Первые полторы сотни успели разобрать часть завала, а дальше стало некогда.
Итоге большая часть татар пошла не через осыпь, а рядом с ней, но там было где круче. Кони на крутизне садились на зад и катились, и внизу их встречала вода, а в воде уже стояли те, кто скатился раньше и бегущие с того берега.
К половине второго у брода на протяжении сорока сажен вода была сплошь занята конными, теми кто но не воле стал пешим и массой лошадей потерявших хозяев.
Прокша перезарядил два ствола из четырёх. Заняло это у него двадцать шесть минут. Все двадцать шесть минут его команда работала под стрелами и вплотную к бегущим. Онтона убили с банником в руках. Он был убит не в бою, а за работой, и в раскладке потерь его записали к пушкам-тюфякам, а не к сотне.

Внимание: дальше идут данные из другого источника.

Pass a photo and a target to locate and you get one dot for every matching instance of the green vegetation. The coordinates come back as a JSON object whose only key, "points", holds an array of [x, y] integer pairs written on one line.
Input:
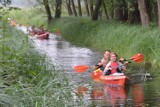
{"points": [[100, 35], [28, 78]]}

Оба ствола Прокша навёл в воду и выпалил около двух часов, когда в воде стояла толпа татар и лошадей. Её плотность была такой, что эффективность залпа двумя стволами оказалась выше четырех. Больше он в этот день не стрелял.
Иван спустился к перелазу в начале второго, когда стало ясно, что невольно образовавшийся мешок держится.

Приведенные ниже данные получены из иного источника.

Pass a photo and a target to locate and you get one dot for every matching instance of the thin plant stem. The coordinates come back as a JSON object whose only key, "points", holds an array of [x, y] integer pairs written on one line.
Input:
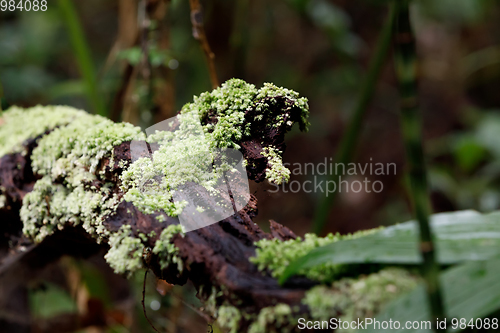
{"points": [[83, 55], [350, 139], [411, 127], [199, 35]]}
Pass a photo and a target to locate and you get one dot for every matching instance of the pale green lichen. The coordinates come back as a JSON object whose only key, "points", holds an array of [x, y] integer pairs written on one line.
{"points": [[166, 250], [349, 299], [229, 317], [68, 158], [277, 173], [18, 124], [277, 318], [186, 153], [276, 255], [125, 253]]}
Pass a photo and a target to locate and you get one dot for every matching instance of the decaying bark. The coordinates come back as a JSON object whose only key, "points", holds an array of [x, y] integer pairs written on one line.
{"points": [[214, 258]]}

От сотни у него оставалось человек шестьдесят, и их не хватало ни на что, кроме одного: закупорить отход с нашего берега.
Задача формулировалась просто: встать поперёк выхода на нашем берегу и не пустить к воде тех, кто ещё не спустился. Ни рубить, ни преследовать и ни лезть в воду самим. Именно эту задачу Иван и поставил вслух, и поставил дважды.

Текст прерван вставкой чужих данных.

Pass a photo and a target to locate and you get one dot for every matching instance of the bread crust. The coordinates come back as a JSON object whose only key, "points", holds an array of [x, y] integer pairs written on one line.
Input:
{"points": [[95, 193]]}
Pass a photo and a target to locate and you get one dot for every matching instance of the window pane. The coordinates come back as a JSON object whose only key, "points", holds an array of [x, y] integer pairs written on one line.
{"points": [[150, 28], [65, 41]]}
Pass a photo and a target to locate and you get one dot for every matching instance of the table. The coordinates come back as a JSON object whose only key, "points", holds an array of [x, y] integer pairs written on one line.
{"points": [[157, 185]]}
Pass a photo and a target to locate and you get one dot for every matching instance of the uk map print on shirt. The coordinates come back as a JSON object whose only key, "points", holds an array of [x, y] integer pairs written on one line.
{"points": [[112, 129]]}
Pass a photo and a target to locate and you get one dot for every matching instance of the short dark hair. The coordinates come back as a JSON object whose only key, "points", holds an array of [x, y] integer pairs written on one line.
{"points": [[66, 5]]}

Выполнена она была примерно наполовину. Свалка у выхода из брода была короткой, минут на десять, и в ней сотня потеряла еще двадцать одого человека. Среди них ещё двое из восьми Ощериных. А Фёдка Овца получил саблей в плечо и остался жив. Но руку он с того дня поднимал только до пояса. Утешением, пусть и слабым, было только то, что она была левой.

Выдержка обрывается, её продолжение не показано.